Q: are there big companies that survived new disrupting products/competing upstarts ?

A: yes, Need to create a new business unit and new processes; like IBM that created new business units for mini computers; later new one for micro computers.

Q: what metrics are good ones for Google?

A: most metrics are concerned with the short term only; useless in the long run, so make up your own metrics.

Q: Google invests in AI: what will be the remaining jobs for humans (if this succeeds) ?

A: applications of AI will probably be pretty complicated; probably this will force us to hire more people.

Q: what is actually the disrupting effect of an innovation ? The technology/the application/the market effect ?

A: Word has a lot of connotations; the business model has to do with it, how it is deployed, and where (not the technology by itself) Google is good at developing potentially disruptive technologies, but it is not good at creating business models that compete against non-consumption (?)

Q: certain products would not fit in with model of low end disruption: Uber/iPhone/Tesla started from the high end, not the low end ?
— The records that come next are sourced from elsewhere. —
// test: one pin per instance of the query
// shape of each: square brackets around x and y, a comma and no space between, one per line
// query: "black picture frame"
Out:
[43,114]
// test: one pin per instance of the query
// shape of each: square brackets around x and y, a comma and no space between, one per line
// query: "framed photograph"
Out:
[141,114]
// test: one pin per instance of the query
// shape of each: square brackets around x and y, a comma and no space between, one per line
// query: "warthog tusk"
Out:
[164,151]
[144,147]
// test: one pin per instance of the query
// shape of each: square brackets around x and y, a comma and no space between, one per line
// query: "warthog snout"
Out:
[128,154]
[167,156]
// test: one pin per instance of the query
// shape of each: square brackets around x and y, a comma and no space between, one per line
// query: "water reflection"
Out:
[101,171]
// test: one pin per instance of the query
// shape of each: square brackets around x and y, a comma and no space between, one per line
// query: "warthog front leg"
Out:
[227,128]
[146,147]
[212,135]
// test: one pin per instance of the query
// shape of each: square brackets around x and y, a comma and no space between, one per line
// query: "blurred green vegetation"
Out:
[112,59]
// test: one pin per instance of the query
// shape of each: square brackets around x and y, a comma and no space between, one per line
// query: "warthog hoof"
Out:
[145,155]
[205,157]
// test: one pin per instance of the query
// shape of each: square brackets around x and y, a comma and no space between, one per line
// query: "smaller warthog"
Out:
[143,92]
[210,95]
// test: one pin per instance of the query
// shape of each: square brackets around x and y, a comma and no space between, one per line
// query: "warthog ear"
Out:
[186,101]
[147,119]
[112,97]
A: theory is that Tesla is a sustaining innovation; says that BMW and porsche will give Tesla some heat (or acquire them); Says the transforming innovation will be cheap/small electric cars from China. Apple: they disrupted the laptop and succeeded. (didn’t compete against blackberry; blackberry didn’t have apps, that’s what killed them); now Apple is being disrupted by cheap android phones. Uber? taxis are asset intensive (car + medallion) + keep the cars running for the whole day to get a small profit; now Ueber has no assets and variable costs, taxis can’t compete with that; so its also ‘from the low end’ - but in terms of business model

Q: measuring your life in a better way: how can employees do that? Why did you write that?

A: if he analysis personal stories then he sees that (in business terms) the resource allocation process/metrics causes people to pursue a direction that they didn’t want in the first place. Example: he sees his former friends at Harward reunions; with time fewer people appear at these events because they get divorced and don’t want to talk about it. The intention was to have happy families says they failed because of wrong metrics (wrong objectives) - on immediate/tangible signs of achievements; careers get this; kids don’t show this- kids have problems, so they don’t invest in them (its a long term investment) The book should set this right ‘how to measure your life’
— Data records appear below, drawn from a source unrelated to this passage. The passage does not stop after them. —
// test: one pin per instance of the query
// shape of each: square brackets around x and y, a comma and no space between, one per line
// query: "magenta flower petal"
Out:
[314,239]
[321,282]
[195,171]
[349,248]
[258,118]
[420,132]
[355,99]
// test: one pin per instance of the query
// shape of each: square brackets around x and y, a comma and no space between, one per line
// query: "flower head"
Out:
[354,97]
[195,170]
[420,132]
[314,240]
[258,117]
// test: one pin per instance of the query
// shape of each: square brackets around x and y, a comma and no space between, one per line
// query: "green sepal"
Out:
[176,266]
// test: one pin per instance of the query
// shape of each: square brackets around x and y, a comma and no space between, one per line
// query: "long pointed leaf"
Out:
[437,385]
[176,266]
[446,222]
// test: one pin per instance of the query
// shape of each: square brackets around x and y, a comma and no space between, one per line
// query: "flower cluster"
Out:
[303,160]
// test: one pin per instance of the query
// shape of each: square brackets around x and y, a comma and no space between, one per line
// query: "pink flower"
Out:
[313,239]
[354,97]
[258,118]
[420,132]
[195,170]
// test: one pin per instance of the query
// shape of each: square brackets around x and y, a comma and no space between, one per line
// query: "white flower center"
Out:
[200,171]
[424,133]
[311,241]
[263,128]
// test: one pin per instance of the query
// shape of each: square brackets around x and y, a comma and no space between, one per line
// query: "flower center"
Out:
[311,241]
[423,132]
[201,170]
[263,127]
Clayton Christensen On Truth, God and Personal Courage

Q: what have you learned since (after many afflictions and illnesses) ?

A: Many attribute the speakers stand due to personal courage, he thinks differently: you do need courage - if you have postponed work or undone work; that leads to fear when faced with danger. Says he has no fear because he is convinced that he has led the right live according to G-d; so his approach is ‘lets face another problem’

Q: what do you tell people who don’t have faith?

A: atheism is similar to religion because its proposition is an unprovable statement (so it becomes kind of a religion); also both have common features: both Atheism and Religion do have a view of life/code of ethic;

says the conflict/distinction between science and religion is exaggerated - religious people don’t want to face criticism by science, so they don’t talk about Religion.

Says that concept of Greek deities (liake Zeus) is that of being outside of nature; so that science has nothing to do/is incompatible with the will of the deities.

Christiensen says that G-d is not outside of the universe, but within it and that he uses/is governed by natural laws in his actions. In this view science is not incompatible with Religion, as the truth of science is part of the same realm as religion (or rather deal with the same concepts/have a shared language); as he sees Gods action as being subject to constraints of natural laws and science as studying these natural laws.

Q: who knows that our understanding doesn’t change and will be invalidated in the future.

A: Can’t know that - can hope that our knowledge is somehow converging with truth.